C’est justement un des mérites de la MILDT -que reconnaît lui-même le nouveau président Didier Jayle- que d’avoir eu comme priorité de sortir la drogue du débat idéologique en améliorant l’état des connaissances scientifiques et en mettant ces connaissances à la disposition de tous.

La création, en 1992, de l’Office français des drogues et des toxicomanies avait précisément cette vocation. L’OFDT possède aujourd’hui toutes les données scientifiques sur le sujet, que l’on peut aisément se procurer.

De nombreux travaux ont été réalisés ces dernières années, qui ont pu enrichir notre connaissance, notamment les rapports des professeurs Roques et Parquet, mais également trois expertises collectives menées par l’INSERM : une sur l’alcool et ses effets sur la santé parue en septembre 2001 à la demande de la MILDT, de la CNAM et du CFES ; une sur les dangers du cannabis rendue publique en novembre 2001 ; une dernière sur les risques sociaux liés à l’usage de l’alcool va être rendue publique dans les semaines qui viennent.

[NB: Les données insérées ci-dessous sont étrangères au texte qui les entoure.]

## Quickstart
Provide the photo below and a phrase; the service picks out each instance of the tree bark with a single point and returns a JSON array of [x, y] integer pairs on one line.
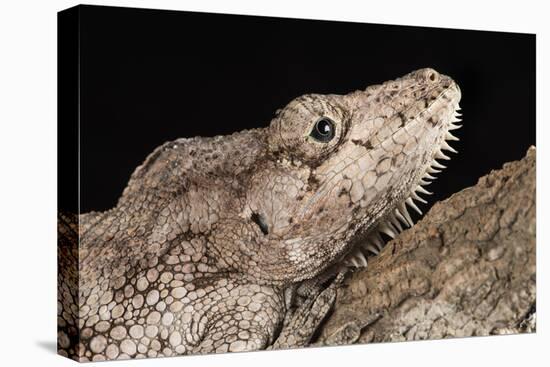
[[466, 269]]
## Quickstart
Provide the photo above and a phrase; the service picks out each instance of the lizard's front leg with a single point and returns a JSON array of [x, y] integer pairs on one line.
[[246, 319], [308, 305]]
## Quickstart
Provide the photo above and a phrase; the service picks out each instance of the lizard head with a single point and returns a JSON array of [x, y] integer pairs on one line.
[[342, 168]]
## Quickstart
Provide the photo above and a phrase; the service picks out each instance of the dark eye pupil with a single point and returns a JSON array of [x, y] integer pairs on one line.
[[323, 130]]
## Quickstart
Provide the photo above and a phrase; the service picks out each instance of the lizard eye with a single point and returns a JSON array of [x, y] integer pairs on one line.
[[323, 130]]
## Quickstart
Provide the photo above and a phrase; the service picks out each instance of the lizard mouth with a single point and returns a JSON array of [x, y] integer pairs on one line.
[[399, 219]]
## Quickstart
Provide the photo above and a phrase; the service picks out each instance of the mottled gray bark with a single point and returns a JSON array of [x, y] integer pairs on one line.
[[468, 268]]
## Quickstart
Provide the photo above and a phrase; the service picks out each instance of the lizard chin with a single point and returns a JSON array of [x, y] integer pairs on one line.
[[370, 243]]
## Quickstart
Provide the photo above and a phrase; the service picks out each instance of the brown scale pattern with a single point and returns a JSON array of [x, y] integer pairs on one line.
[[225, 243]]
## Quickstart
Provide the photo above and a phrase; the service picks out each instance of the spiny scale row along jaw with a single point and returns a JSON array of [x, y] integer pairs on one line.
[[399, 219], [352, 163]]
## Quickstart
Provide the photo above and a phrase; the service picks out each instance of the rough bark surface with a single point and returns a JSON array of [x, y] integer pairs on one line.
[[466, 269]]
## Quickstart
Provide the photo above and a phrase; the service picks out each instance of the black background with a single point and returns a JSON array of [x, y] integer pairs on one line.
[[149, 76]]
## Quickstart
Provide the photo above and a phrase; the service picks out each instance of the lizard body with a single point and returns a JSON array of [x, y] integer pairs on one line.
[[213, 238]]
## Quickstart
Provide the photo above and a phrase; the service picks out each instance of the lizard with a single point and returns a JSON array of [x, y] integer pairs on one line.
[[238, 243]]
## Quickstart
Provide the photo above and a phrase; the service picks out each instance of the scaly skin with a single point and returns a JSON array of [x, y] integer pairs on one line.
[[227, 243]]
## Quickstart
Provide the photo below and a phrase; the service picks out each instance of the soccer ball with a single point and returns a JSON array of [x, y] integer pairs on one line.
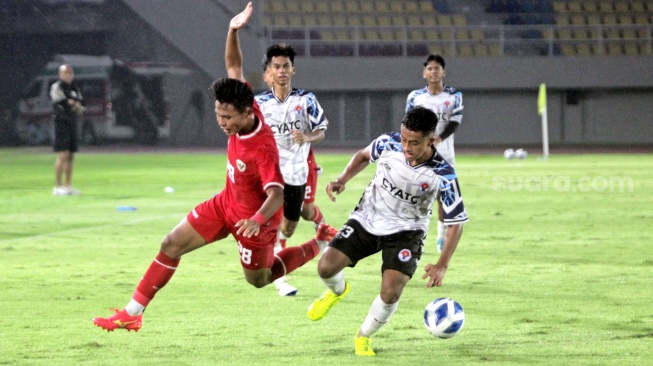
[[521, 154], [444, 317], [509, 154]]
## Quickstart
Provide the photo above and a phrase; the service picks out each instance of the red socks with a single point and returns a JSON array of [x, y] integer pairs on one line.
[[156, 276]]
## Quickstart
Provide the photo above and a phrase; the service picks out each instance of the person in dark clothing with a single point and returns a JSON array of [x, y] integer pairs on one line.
[[67, 102]]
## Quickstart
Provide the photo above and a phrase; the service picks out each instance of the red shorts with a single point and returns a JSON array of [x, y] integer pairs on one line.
[[311, 180], [213, 220]]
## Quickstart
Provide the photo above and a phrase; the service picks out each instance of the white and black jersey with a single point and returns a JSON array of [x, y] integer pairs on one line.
[[301, 111], [400, 197], [448, 106]]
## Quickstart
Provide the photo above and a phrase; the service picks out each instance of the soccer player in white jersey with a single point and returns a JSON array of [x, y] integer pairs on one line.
[[297, 120], [447, 103], [392, 217]]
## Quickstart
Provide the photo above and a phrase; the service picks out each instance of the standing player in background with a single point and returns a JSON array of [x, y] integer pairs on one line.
[[392, 217], [447, 103], [249, 207], [297, 120], [67, 101]]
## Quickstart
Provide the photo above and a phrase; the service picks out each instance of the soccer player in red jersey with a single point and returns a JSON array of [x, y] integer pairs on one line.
[[249, 207]]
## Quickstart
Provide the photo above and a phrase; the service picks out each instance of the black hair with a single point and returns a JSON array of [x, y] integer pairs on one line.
[[420, 119], [280, 49], [434, 57], [234, 92]]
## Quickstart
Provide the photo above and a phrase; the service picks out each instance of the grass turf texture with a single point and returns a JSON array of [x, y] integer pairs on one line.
[[553, 273]]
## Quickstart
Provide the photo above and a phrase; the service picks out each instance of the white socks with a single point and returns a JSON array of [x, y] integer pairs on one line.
[[378, 316], [442, 230], [336, 283]]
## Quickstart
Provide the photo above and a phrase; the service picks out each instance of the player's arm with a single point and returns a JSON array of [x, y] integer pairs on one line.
[[315, 136], [435, 272], [358, 162], [233, 56]]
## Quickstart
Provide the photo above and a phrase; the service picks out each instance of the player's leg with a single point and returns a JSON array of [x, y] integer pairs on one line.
[[204, 224], [400, 258], [351, 244], [292, 203], [445, 148], [310, 211]]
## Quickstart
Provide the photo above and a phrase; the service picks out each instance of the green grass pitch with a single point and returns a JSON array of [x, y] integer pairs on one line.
[[554, 267]]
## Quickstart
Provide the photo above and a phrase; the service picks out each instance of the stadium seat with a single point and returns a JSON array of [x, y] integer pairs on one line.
[[399, 20], [593, 19], [481, 50], [431, 34], [336, 6], [384, 21], [637, 6], [292, 7], [426, 6], [477, 34], [625, 19], [590, 6], [369, 21], [562, 19], [382, 6], [631, 49], [574, 6], [411, 7], [322, 7], [429, 20], [278, 6], [462, 34], [614, 49], [414, 20], [324, 20], [609, 19], [354, 21], [621, 6], [495, 50], [367, 6], [343, 35], [339, 20], [464, 50], [307, 6], [583, 49], [352, 7], [416, 35], [560, 6], [568, 50], [605, 6], [295, 20], [444, 20], [577, 19], [459, 20]]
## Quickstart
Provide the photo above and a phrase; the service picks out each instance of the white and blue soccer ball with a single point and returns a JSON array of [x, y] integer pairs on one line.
[[444, 317], [521, 154], [509, 154]]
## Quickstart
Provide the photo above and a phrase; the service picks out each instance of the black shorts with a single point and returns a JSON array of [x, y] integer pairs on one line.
[[293, 198], [400, 251], [65, 135]]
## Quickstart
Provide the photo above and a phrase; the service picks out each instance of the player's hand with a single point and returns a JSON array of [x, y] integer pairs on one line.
[[335, 186], [298, 137], [241, 19], [435, 275], [247, 228]]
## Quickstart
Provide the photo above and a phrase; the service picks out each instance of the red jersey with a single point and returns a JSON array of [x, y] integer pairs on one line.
[[252, 167]]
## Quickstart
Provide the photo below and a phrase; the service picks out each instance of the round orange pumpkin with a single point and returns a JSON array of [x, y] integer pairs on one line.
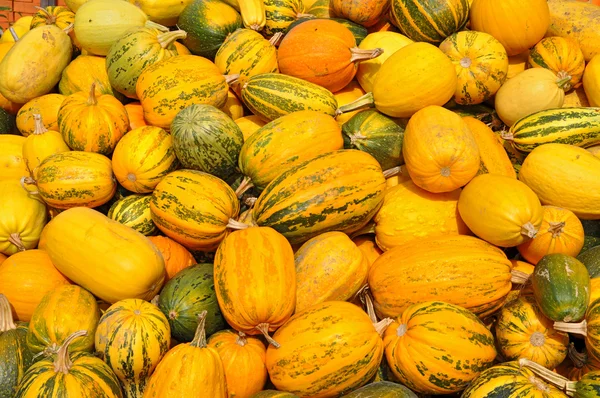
[[323, 52]]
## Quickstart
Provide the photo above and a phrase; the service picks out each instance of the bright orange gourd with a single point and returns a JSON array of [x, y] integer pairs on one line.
[[323, 52], [440, 152]]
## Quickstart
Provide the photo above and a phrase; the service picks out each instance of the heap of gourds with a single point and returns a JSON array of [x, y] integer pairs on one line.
[[300, 198]]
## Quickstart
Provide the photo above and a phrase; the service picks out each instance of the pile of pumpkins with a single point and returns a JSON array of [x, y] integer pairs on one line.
[[300, 198]]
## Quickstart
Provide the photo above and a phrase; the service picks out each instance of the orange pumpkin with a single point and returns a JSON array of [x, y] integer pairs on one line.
[[323, 52], [175, 255], [561, 232], [440, 151]]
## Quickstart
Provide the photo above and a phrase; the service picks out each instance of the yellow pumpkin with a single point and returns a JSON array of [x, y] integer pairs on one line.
[[531, 91], [329, 267], [481, 65], [389, 42], [561, 56], [517, 24], [560, 232], [46, 106], [22, 218], [440, 152], [500, 210]]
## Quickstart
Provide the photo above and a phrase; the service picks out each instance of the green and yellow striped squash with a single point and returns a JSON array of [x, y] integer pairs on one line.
[[194, 208], [247, 53], [335, 191], [510, 380], [63, 311], [175, 83], [438, 348], [430, 21], [272, 95], [79, 375], [132, 337], [15, 357], [134, 211], [206, 139], [267, 153], [74, 179], [326, 350], [187, 294], [572, 126], [377, 135], [132, 53], [208, 23]]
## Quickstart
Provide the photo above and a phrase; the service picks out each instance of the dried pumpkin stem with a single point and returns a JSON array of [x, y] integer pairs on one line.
[[63, 363], [264, 329]]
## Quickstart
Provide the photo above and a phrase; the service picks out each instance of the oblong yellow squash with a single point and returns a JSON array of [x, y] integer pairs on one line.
[[109, 259], [565, 176], [500, 210], [460, 270], [329, 267]]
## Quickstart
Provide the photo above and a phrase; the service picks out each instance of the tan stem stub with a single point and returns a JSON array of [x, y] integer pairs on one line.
[[264, 329]]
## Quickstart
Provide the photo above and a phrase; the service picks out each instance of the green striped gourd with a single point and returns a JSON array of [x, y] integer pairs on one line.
[[336, 191], [134, 211], [377, 135], [132, 337], [206, 139], [272, 95], [186, 295], [573, 126], [430, 21]]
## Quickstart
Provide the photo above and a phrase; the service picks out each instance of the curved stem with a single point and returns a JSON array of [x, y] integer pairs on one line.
[[63, 363]]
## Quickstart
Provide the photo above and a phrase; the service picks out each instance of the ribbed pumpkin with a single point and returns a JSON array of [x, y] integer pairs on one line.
[[247, 53], [135, 51], [523, 331], [47, 106], [329, 267], [63, 311], [143, 157], [92, 123], [518, 25], [326, 350], [327, 51], [176, 256], [66, 374], [427, 20], [22, 218], [243, 360], [15, 357], [189, 370], [494, 159], [174, 83], [440, 152], [194, 208], [25, 278], [473, 274], [513, 213], [268, 153], [455, 344], [206, 139], [134, 211], [187, 294], [121, 263], [481, 65], [41, 144], [132, 337], [339, 190], [260, 298], [410, 213], [560, 232], [561, 56], [73, 179]]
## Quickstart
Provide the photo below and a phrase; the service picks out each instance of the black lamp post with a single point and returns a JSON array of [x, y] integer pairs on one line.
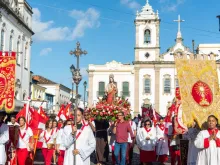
[[218, 16], [84, 101], [76, 78]]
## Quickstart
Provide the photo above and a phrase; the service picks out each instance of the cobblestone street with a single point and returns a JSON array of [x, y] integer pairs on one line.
[[135, 161]]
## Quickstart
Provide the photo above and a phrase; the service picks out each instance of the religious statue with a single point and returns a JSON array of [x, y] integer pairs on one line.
[[111, 89]]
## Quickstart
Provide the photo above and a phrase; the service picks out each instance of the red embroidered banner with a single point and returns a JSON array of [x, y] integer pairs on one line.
[[7, 80]]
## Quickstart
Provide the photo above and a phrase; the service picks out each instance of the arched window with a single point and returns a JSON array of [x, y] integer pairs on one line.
[[147, 85], [147, 36], [25, 56], [101, 91], [2, 40], [167, 84], [10, 43], [125, 89]]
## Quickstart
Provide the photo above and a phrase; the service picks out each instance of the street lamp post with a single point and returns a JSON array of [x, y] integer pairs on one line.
[[84, 101], [76, 78], [218, 16]]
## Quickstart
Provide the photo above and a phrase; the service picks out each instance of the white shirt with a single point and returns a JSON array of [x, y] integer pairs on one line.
[[27, 133], [133, 128], [47, 138]]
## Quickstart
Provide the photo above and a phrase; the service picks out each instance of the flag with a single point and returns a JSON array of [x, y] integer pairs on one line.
[[7, 80]]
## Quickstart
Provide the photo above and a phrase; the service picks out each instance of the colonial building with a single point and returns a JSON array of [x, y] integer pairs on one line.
[[152, 76], [55, 94], [15, 35]]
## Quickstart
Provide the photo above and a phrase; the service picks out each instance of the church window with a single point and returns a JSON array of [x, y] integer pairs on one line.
[[101, 91], [125, 89], [167, 84], [18, 52], [147, 85], [147, 36], [2, 40]]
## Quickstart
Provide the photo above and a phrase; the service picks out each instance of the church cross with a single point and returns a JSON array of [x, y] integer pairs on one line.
[[179, 21]]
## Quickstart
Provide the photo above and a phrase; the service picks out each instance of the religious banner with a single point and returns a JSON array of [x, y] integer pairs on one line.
[[184, 151], [198, 81], [7, 80]]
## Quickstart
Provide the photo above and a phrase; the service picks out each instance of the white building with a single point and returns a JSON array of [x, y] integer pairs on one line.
[[152, 76], [55, 94], [15, 35]]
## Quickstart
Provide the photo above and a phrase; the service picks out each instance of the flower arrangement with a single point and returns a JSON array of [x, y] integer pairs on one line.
[[102, 110]]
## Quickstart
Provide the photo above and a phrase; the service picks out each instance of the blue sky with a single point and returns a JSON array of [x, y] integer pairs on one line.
[[106, 30]]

Vous demandez une évaluation sur des politiques publiques mais je vous rappelle que la Cour des comptes a rendu un rapport sur le sujet en 1998 et qu’elle vient de rendre un rapport de suivi en février 2002. J’ajoute que dans son plan triennal, la MILDT a demandé à l’OFDT d’évaluer la politique publique sur le sujet et que cette évaluation est en cours.

Je crains que votre demande de commission d’enquête n’émane d’une démarche politique et idéologique, sans aucun socle scientifique sérieux venant nourrir cette demande.

Vous abordez furtivement le problème de l’alcool et du tabac, et des décès qu’ils engendrent (45 000 et 60 000 morts par an), puisque vous dissociez ce qui est licite de ce qui ne l’est pas.

Cette façon de raisonner est erronée pour plusieurs raisons : beaucoup de toxicomanes, aujourd’hui, s’intoxiquent à partir de produits légaux, tels que l’alcool. Par ailleurs, de nombreuses personnes sont à la fois dépendantes d’une drogue illicite et d’alcool. Il n’est pas rare de voir par exemple un ancien héroïnomane devenir alcoolique après l’arrêt de sa consommation d’héroïne. Ne mérite-t-il pas, à ce titre, le même suivi médico-social ?

Cette distinction mal appropriée entre produits licites et illicites pose aussi des limites en matière de prévention.

Ainsi, l’expérience nous montre que les toxicomanes consommant des drogues illicites sont souvent des personnes ayant ressenties leurs premières sensations d’ivresse à partir d’abus de boissons alcoolisées.

Par ailleurs, le rapport du professeur Roques, que j’ai déjà cité, et qui étudie aussi la dangerosité des produits, montre que certains produits licites présentent une dangerosité plus importante pour l’organisme que certains produits illicites.

Cette complexité fait qu’aujourd’hui la gravité de la consommation de produits doit être évaluée bien plus à partir du comportement de consommation d’un sujet (usage réglé, usage à risque ou abusif, dépendance), qu’à partir du type de produit utilisé par celui-ci.

Or, c’est le contraire que vous proposez d’étudier au travers de votre commission d’enquête !

Parce qu’il n’y a pas d’usage de produits psychoactifs licite ou illicite sans risque de dérapage, il est nécessaire que la collectivité pose des limites à cet usage. Mais ces limites doivent être posées en fonction d’une réalité sociale, et non en fonction d’une certaine idéologie, comme nous le craignons.

Toutefois, ce qui est le plus surprenant, c’est que vous-même, Monsieur le Président de la Commission des Affaires Sociales vous semblez vous désolidariser de vos collègues Messieurs Plasait et de Raincourt à la lecture de l’exposé des motifs, marqué idéologiquement et socialement, puisque celui-ci commence par évoquer « la France et la drogue » en citant « les jeunes dealers de banlieue parisienne ». Est-ce à dire qu’il n’y a pas de dealers ailleurs ? Il est ainsi troublant de noter dans cet argumentaire que la drogue en banlieue est représentée par les dealers, mais que la drogue à Paris est incarnée par l’intelligentsia !

Nous allons donc être particulièrement attentifs au débat afin de connaître vos intentions réelles en matière de lutte contre la toxicomanie.